While a basic setup can save you money for even a single cartridge the real savings is gained in volume or less popular cartridges. For example I shoot a lot of 41 magnum. Factory ammo with lead bullets is around $25-$30/50 right now. By casting my own bullets and reloading I can load them for about $7/50 a considerable savings. Granted I have my time to consider but I need something to do during 4 months of north Dakota winter  . With experience you can also tailor ammo to your gun and often squeeze out a bit more accuracy. There are also specialty loads. I have shot and rubber bullet loads for my 41 mag that are not available as factory ammo. I have a gun with short chambers tha will not let me load a particular heavy lead bullet I like so I trim the cases down to make everything work (41 special). I have necked down surplus 308 cases for use in my 243. Some older/vintage guns were designed when only lead bullets were available. Now lead ammo can be imposible to find for those guns. Reloading brings those guns back to life often with accuracy that may not be achievable with jacketed bullets. Reloading opens up a ton of possibilities.

Bottom line is you won't spend less but will shoot more.


----------



## StretchNM

Thanks for all the replies. I can see now that there will be a substantial savings per box over what store bought ammo is.

I realize I'll be shooting more but, that's why aI posted this thread! I cannot afford to shoot very often at retail ammo prices.

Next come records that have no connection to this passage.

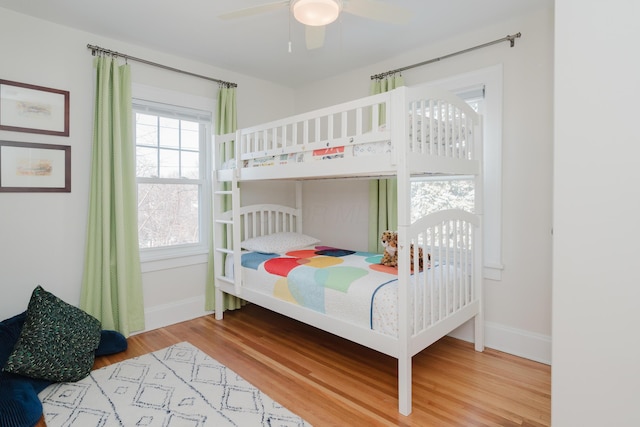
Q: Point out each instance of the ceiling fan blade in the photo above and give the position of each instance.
(314, 36)
(254, 10)
(377, 10)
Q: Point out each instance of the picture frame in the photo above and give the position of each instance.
(30, 167)
(34, 109)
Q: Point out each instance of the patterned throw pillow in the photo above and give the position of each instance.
(57, 341)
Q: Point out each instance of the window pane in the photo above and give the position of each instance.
(167, 215)
(430, 196)
(169, 132)
(146, 162)
(190, 165)
(190, 135)
(169, 164)
(146, 130)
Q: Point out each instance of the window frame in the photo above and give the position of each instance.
(186, 107)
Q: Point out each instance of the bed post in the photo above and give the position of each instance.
(399, 132)
(478, 249)
(404, 383)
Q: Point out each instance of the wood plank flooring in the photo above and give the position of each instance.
(333, 382)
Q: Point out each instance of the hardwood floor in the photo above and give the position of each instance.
(333, 382)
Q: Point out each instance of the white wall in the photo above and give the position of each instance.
(596, 349)
(518, 307)
(42, 235)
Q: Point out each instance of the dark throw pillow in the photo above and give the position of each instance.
(111, 342)
(57, 341)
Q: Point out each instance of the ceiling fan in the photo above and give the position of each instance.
(316, 14)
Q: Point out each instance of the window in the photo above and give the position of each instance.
(432, 194)
(171, 171)
(482, 89)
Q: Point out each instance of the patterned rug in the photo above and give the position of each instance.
(178, 386)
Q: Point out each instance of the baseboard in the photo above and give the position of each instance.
(175, 312)
(521, 343)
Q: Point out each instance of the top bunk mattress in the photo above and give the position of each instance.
(424, 129)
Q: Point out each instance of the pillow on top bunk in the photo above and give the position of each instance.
(279, 242)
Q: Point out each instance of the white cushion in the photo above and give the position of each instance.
(279, 242)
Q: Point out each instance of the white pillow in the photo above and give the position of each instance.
(279, 242)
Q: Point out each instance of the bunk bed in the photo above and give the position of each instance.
(405, 133)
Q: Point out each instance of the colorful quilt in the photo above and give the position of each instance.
(337, 282)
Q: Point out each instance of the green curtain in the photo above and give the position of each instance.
(112, 279)
(383, 195)
(226, 122)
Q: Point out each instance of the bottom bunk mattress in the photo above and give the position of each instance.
(350, 285)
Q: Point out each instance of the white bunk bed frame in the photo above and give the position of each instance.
(448, 141)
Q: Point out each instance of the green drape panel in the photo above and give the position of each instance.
(226, 122)
(383, 195)
(112, 279)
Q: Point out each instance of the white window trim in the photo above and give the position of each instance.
(155, 259)
(491, 79)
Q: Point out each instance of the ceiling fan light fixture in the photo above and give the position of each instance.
(316, 12)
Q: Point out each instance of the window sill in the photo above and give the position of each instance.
(149, 264)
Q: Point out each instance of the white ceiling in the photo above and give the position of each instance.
(258, 45)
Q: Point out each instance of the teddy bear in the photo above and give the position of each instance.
(389, 241)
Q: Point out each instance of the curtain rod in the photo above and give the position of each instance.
(510, 38)
(97, 50)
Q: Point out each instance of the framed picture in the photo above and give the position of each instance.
(34, 109)
(26, 167)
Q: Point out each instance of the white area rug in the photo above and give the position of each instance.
(179, 386)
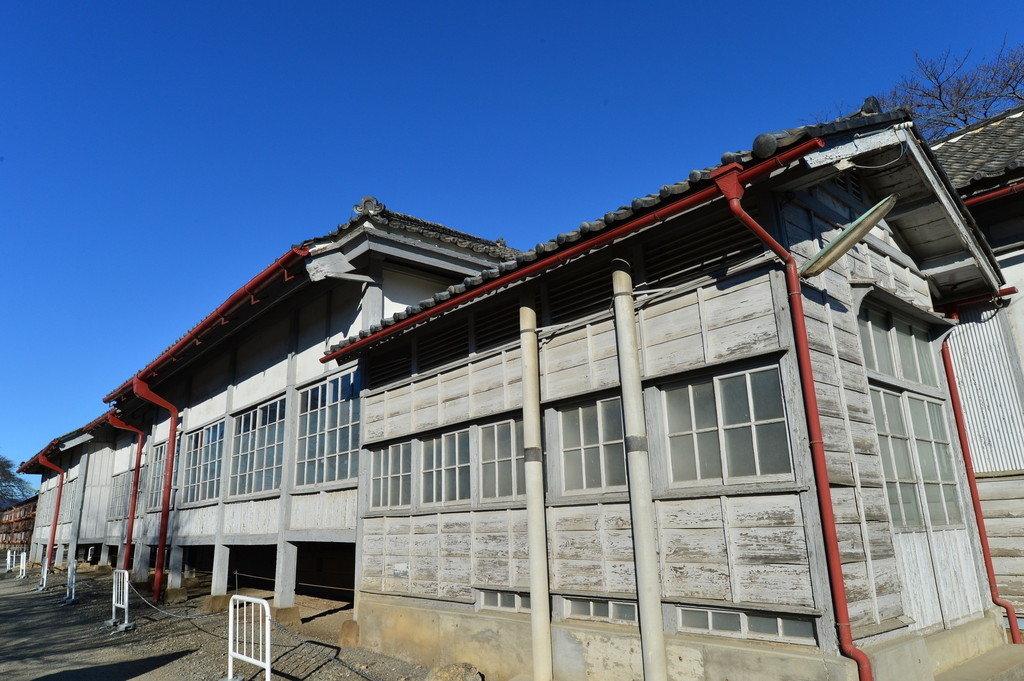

So, in the end, even though the price-per-box will be cheaper, I'll be shooting much more and probably paying more than IF I bought ammo retail, that's ok. There are other things to consider here, like mental health! That's what hobbies and pasttimes do for us..... (((  )))


----------



## Savage260

I pondered this when I started reloading just over a year ago, and I managed to convince my lovely bride that I would be saving money in the long run. Well, after deciding to load for my 30-06, 25-06, and 22-250, I bought a press, dies, shell holders, all my components, and some extras. Then I decided I liked it so much I had to buy a 6mm, .204, 2 7MM rem mags, a DPMS .260, and a DPMS 5.56. I purchased all the dies for these, and more components, plus a $1500 safe. She doesn't believe me any more when I tell her I am saving money!!!!


----------



## StretchNM

Ahhhh Laite, great minds think alike! (Or maybe I just aspire to think like a great mind)

See, I learned this from a few eccentrics I've worked with through the years:
- First, I get the press and convince myself (and her) that I'm saving money....uh....by the box money, that is).

- Second, I get a die set or two in different calibers, say 25-06 and, maybe, 243....or something.

- Third? Why, what good are those dies honey, if I have nothing to shoot the ammo with?

This sounds silly, I know, but _it's a plan_, see. A plan. All things start with a plan.........

(((  )))


----------



## NDTerminator

Reloading any caliber is worth it. Not only can you do it cheaper than factory (how much so varies), but the true value is tailoring a load to your individual rifle.

I don't own a centerfire rifle in which I shoot a factory load...


----------